Moscow: Russian President Vladimir Putin’s latest show of defiance against Western adversaries has deployed bulldozers, steamrollers and tractors to destroy hundreds of tons of illegally imported food in televised spectacles that some of his own countrymen are calling absurd and grotesque.

In a country where millions starved in the 1930s when the Soviet Union’s communist rulers forced collectivised agriculture on the peasantry, the Kremlin’s highly publicised enforcement of its year-old ban on European Union food imports is stirring protest among advocates of the poor and those with memories of Soviet-era shortages.

Since Putin’s August 6 decree ordering destruction of illegally imported foods seized by customs inspectors, Russian state television has shown track-wheeled bulldozers driving over and crushing tons of fruits and vegetables and leaving the mashed garbage rotting in the summer sun.

Amateur video posted on social media has also shown authorities from the Russian food safety agency, Rosselkhoznadzor, burning tons of meat intercepted at a border crossing from Belarus and mangling Hungarian goose meat found in a remote Tatarstan village grocery store.

Young women acting as patriotic enforcers have shown up at gourmet food stores in the capital sporting T-shirts with the message “Eat Russian” and slapping any offending produce with stickers reading “Sanctioned Product!”

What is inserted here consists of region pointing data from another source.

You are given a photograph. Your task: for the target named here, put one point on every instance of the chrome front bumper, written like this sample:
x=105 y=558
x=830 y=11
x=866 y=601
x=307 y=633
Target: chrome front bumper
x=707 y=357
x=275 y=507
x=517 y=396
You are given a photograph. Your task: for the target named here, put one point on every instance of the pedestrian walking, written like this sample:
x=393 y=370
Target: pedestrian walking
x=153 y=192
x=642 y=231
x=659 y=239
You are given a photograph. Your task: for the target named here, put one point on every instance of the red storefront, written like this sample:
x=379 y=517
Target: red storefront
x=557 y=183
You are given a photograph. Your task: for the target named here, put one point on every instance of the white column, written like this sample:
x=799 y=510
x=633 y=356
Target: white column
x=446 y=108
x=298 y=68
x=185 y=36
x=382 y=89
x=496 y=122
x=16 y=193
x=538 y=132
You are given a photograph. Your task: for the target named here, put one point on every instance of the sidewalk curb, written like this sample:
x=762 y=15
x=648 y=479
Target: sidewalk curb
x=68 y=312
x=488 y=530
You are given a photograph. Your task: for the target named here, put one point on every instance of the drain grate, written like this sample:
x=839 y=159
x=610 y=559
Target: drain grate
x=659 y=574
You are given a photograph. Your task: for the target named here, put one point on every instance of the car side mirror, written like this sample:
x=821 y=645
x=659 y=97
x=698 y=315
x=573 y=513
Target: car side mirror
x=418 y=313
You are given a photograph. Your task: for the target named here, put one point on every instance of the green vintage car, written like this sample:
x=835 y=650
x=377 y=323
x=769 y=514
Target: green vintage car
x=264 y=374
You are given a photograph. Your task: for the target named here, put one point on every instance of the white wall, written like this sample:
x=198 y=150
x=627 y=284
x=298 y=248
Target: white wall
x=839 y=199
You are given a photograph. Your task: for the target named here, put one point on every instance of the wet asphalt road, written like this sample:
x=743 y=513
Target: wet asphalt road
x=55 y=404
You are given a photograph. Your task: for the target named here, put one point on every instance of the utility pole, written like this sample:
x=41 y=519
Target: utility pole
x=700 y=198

Russian Agriculture Minister Aleksandr Tkachev has defended the destruction and called for speeding it up by deploying mobile food “crematoria” to border checkpoints. He also argues that destroying the seized food prevents corruption among agents who could abuse their position to sell the contraband or consume it themselves.

Kremlin spokesman Dmitry Peskov has signalled that the destruction policy is likely to continue in spite of public opposition. The images of burning and bulldozed food may be “unpleasant” for some, he said, but added that the seized foods are often of unknown origin, purity and freshness, potentially posing a health risk if consumed.

Russia a year ago banned the import of food and agricultural products from the European Union, in retaliation for the 28-nation alliance’s sanctions imposed on Russia for its March 2014 seizure and annexation of Ukraine’s Crimean peninsula. The United States, Canada, Australia and Norway are also subject to Moscow’s import ban but had much smaller shares of the Russian market than did their European Union allies.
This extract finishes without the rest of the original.